The notion of the Big Bang goes back nearly 100 years, when the first evidence for the expanding Universe appeared.
If the Universe is expanding and cooling today, that implies a past that was smaller, denser, and hotter. In our imaginations, we can extrapolate back to arbitrarily small sizes, high densities, and hot temperatures: all the way to a singularity, where all of the Universe’s matter and energy was condensed in a single point.
For many decades, these two notions of the Big Bang — of the hot dense state that describes the early Universe and the initial singularity — were inseparable.

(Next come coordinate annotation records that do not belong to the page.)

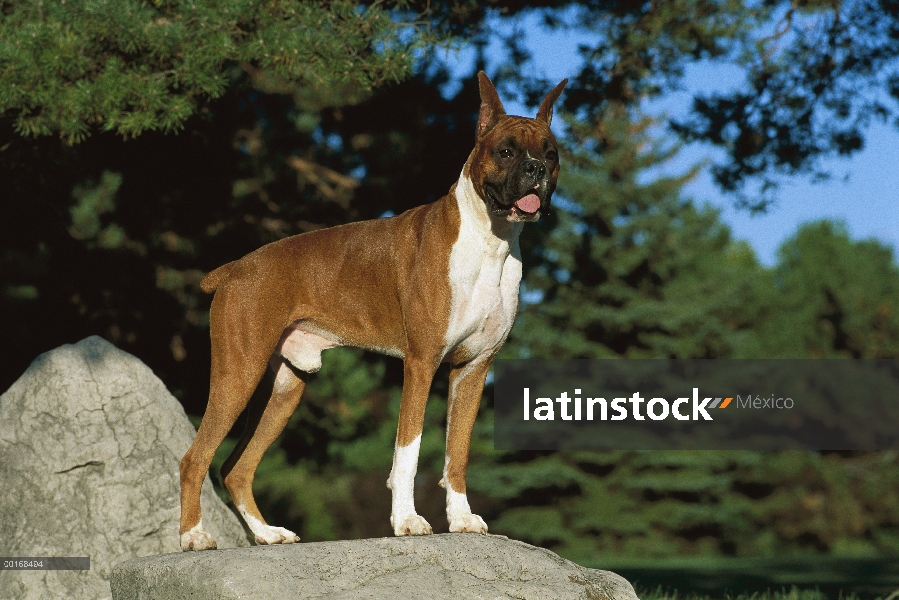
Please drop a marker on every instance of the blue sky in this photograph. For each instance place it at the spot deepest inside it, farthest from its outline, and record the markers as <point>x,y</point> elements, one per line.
<point>863,190</point>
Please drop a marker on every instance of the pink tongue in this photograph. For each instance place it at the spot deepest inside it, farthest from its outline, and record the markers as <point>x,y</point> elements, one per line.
<point>529,204</point>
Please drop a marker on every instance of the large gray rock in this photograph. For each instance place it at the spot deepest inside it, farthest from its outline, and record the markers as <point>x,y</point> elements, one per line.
<point>90,441</point>
<point>451,566</point>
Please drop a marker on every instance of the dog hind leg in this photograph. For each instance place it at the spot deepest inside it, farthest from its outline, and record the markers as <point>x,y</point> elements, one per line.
<point>264,425</point>
<point>238,363</point>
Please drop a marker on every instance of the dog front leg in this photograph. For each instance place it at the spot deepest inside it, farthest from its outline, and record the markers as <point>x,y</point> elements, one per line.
<point>417,377</point>
<point>466,389</point>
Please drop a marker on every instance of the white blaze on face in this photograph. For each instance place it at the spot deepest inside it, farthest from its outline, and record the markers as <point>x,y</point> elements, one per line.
<point>402,481</point>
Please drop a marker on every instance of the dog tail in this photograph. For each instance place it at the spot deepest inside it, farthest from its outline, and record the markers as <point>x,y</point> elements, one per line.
<point>214,278</point>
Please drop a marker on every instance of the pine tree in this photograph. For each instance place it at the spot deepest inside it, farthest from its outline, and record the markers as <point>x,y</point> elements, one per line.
<point>133,66</point>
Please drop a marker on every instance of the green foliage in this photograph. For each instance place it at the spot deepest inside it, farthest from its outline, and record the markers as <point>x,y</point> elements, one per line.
<point>131,66</point>
<point>823,309</point>
<point>112,238</point>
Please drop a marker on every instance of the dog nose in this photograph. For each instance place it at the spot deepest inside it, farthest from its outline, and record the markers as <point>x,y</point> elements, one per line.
<point>534,168</point>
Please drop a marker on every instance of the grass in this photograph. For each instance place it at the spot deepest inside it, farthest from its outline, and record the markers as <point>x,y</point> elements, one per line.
<point>793,593</point>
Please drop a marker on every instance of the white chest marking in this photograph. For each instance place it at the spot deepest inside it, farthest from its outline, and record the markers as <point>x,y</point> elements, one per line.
<point>484,273</point>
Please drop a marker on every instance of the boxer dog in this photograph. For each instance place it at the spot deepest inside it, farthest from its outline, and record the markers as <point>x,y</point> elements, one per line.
<point>438,283</point>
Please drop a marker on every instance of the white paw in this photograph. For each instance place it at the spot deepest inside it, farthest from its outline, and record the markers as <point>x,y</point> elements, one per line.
<point>412,525</point>
<point>197,539</point>
<point>468,523</point>
<point>267,535</point>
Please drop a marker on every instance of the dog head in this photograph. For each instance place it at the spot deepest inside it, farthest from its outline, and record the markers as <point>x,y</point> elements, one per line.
<point>515,162</point>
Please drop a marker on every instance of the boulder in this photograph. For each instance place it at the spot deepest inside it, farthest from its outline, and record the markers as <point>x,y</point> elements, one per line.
<point>90,441</point>
<point>451,566</point>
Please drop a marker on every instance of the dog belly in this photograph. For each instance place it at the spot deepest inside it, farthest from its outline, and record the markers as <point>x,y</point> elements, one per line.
<point>303,348</point>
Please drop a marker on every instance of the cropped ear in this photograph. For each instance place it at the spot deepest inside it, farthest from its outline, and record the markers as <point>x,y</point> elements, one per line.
<point>491,107</point>
<point>546,108</point>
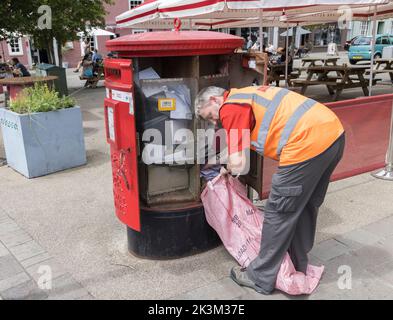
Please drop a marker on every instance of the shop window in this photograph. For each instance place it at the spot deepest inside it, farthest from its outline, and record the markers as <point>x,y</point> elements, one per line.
<point>91,41</point>
<point>15,47</point>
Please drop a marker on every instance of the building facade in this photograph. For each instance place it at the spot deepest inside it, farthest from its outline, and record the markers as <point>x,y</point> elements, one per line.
<point>23,47</point>
<point>365,28</point>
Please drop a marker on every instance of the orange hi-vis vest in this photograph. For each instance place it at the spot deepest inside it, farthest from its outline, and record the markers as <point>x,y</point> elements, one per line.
<point>289,127</point>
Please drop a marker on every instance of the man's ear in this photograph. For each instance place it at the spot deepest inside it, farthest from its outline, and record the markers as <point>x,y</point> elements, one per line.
<point>213,99</point>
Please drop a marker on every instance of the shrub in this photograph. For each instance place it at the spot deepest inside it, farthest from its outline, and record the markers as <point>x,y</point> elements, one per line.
<point>40,99</point>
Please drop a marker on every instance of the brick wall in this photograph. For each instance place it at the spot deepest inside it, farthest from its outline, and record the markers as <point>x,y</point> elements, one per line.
<point>22,57</point>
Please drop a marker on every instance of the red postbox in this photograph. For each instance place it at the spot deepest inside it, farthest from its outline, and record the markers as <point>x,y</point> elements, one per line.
<point>160,203</point>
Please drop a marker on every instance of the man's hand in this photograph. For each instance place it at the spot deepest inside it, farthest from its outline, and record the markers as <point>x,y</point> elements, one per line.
<point>224,172</point>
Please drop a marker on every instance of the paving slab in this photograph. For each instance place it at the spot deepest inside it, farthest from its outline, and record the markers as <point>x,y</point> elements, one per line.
<point>224,289</point>
<point>25,291</point>
<point>13,281</point>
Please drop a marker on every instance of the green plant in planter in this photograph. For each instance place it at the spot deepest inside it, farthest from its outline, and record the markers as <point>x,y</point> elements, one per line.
<point>40,98</point>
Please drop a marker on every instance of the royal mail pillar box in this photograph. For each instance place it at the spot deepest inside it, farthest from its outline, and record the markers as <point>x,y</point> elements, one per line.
<point>151,84</point>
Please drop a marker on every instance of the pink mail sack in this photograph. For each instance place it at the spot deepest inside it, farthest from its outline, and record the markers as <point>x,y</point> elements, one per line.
<point>239,225</point>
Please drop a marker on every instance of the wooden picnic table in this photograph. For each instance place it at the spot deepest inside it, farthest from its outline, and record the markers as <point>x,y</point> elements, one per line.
<point>346,77</point>
<point>387,67</point>
<point>324,60</point>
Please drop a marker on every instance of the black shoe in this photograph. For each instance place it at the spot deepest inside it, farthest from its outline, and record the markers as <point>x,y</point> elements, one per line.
<point>239,275</point>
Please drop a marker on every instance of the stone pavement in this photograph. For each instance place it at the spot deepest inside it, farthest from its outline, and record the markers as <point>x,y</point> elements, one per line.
<point>27,271</point>
<point>66,221</point>
<point>358,265</point>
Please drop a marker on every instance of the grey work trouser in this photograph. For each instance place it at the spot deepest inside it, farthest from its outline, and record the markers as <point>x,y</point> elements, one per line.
<point>291,214</point>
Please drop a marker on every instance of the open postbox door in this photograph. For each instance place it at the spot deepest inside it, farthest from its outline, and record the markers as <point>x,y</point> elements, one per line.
<point>122,137</point>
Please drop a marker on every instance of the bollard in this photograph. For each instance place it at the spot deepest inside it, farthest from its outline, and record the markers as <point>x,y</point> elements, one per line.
<point>387,172</point>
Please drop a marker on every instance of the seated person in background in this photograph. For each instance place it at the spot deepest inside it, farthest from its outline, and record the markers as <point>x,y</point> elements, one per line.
<point>256,46</point>
<point>282,57</point>
<point>19,70</point>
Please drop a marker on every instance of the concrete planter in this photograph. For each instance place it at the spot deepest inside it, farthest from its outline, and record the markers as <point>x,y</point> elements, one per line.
<point>42,143</point>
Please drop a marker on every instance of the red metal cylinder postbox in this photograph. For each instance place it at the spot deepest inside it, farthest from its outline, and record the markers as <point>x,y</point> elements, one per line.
<point>151,83</point>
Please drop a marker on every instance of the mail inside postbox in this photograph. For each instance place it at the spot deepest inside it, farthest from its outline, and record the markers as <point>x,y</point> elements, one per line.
<point>169,157</point>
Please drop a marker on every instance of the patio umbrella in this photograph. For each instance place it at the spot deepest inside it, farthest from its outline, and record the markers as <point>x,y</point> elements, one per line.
<point>225,9</point>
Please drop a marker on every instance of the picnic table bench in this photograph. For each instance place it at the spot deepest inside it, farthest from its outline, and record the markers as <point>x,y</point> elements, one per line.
<point>387,65</point>
<point>347,77</point>
<point>276,73</point>
<point>17,84</point>
<point>324,60</point>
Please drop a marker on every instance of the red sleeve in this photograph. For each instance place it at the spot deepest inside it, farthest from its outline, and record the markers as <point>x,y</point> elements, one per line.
<point>235,119</point>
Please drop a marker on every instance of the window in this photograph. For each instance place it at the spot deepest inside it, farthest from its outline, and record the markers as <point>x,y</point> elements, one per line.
<point>15,47</point>
<point>364,28</point>
<point>134,4</point>
<point>385,40</point>
<point>362,41</point>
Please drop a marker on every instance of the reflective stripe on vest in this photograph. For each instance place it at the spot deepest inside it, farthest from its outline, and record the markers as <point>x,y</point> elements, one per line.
<point>272,107</point>
<point>292,122</point>
<point>254,97</point>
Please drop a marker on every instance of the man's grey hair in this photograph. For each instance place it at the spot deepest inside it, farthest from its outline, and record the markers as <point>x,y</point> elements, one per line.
<point>203,98</point>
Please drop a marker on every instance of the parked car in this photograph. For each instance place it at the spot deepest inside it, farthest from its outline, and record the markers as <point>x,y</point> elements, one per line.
<point>360,50</point>
<point>348,43</point>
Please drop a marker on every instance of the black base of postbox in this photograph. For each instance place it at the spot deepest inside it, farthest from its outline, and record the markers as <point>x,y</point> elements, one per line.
<point>172,234</point>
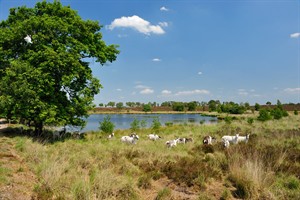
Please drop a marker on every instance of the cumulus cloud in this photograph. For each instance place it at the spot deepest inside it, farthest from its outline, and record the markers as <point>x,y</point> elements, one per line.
<point>295,35</point>
<point>136,23</point>
<point>141,87</point>
<point>163,24</point>
<point>192,92</point>
<point>147,91</point>
<point>163,8</point>
<point>156,59</point>
<point>166,92</point>
<point>243,93</point>
<point>292,90</point>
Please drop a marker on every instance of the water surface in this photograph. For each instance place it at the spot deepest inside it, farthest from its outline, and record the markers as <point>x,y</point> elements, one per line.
<point>123,121</point>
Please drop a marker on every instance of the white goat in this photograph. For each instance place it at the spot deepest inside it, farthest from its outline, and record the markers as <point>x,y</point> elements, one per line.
<point>153,137</point>
<point>208,140</point>
<point>243,138</point>
<point>171,143</point>
<point>226,143</point>
<point>110,136</point>
<point>181,140</point>
<point>231,139</point>
<point>130,139</point>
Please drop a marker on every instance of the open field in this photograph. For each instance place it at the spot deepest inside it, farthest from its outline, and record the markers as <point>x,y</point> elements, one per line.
<point>267,167</point>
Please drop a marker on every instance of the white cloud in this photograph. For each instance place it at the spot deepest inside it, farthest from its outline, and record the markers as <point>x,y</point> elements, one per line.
<point>156,59</point>
<point>137,23</point>
<point>192,92</point>
<point>163,24</point>
<point>166,92</point>
<point>141,87</point>
<point>243,93</point>
<point>292,90</point>
<point>164,9</point>
<point>147,91</point>
<point>295,35</point>
<point>122,35</point>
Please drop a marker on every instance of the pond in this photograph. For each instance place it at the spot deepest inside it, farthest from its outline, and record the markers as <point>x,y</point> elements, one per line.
<point>123,121</point>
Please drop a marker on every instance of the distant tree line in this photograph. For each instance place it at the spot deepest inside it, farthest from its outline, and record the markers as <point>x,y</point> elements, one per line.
<point>211,106</point>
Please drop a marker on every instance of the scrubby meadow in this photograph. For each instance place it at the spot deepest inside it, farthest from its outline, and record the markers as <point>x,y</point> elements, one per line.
<point>267,167</point>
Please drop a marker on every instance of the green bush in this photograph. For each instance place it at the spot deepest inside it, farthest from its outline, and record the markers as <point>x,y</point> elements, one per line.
<point>144,182</point>
<point>106,125</point>
<point>169,123</point>
<point>250,120</point>
<point>135,125</point>
<point>156,125</point>
<point>245,188</point>
<point>264,115</point>
<point>165,193</point>
<point>295,112</point>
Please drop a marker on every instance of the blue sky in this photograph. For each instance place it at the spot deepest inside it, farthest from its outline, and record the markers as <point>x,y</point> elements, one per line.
<point>194,50</point>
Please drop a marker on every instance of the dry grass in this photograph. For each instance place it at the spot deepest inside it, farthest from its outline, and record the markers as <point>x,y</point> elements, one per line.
<point>96,168</point>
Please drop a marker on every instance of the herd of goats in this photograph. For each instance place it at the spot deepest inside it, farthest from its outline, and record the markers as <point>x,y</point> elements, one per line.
<point>207,140</point>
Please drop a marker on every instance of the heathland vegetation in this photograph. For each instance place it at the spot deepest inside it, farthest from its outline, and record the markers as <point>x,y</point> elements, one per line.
<point>45,80</point>
<point>94,167</point>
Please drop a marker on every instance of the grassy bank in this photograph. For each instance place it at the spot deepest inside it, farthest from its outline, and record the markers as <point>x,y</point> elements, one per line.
<point>96,168</point>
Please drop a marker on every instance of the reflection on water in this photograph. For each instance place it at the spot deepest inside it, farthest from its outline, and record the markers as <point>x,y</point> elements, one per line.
<point>123,121</point>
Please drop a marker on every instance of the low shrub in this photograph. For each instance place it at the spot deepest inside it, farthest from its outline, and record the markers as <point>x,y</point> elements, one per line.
<point>245,188</point>
<point>144,182</point>
<point>163,194</point>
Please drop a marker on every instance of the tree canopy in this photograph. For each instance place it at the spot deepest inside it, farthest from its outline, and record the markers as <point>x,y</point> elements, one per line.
<point>45,76</point>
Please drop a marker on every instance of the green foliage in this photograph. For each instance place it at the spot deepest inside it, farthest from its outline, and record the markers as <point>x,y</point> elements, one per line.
<point>295,112</point>
<point>111,104</point>
<point>245,188</point>
<point>163,194</point>
<point>144,182</point>
<point>119,105</point>
<point>228,119</point>
<point>277,113</point>
<point>49,81</point>
<point>232,108</point>
<point>178,106</point>
<point>135,125</point>
<point>192,106</point>
<point>212,105</point>
<point>250,120</point>
<point>257,107</point>
<point>264,115</point>
<point>292,183</point>
<point>147,107</point>
<point>156,125</point>
<point>106,125</point>
<point>169,123</point>
<point>143,123</point>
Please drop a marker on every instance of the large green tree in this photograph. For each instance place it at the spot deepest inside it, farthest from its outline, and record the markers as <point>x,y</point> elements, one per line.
<point>49,81</point>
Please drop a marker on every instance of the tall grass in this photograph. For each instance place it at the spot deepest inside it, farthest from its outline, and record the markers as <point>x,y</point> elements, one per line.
<point>97,168</point>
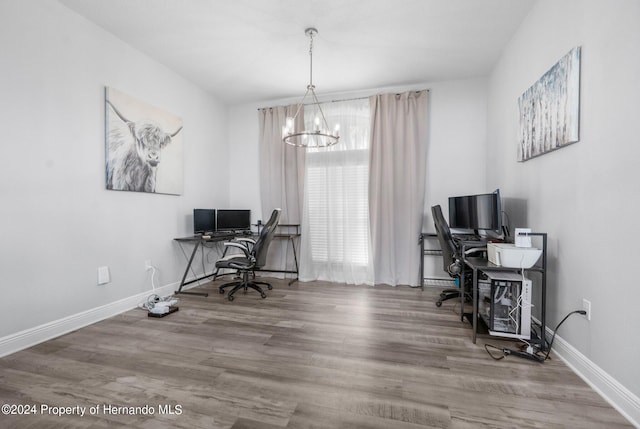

But beginning in the 1970s, scientists started identifying some puzzles surrounding the Big Bang, noting several properties of the Universe that weren’t explainable within the context of these two notions simultaneously.
When cosmic inflation was first put forth and developed in the early 1980s, it separated the two definitions of the Big Bang, proposing that the early hot, dense state never achieved these singular conditions, but rather that a new, inflationary state preceded it.
There really was a Universe before the hot Big Bang, and some very strong evidence from the 21st century truly proves that it’s so.
Although we’re certain that we can describe the very early Universe as being hot, dense, rapidly expanding, and full of matter-and-radiation — i.e., by the hot Big Bang — the question of whether that was truly the beginning of the Universe or not is one that can be answered with evidence.
The differences between a Universe that began with a hot Big Bang and a Universe that had an inflationary phase that precedes and sets up the hot Big Bang are subtle, but tremendously important. After all, if we want to know what the very beginning of the Universe was, we need to look for evidence from the Universe itself.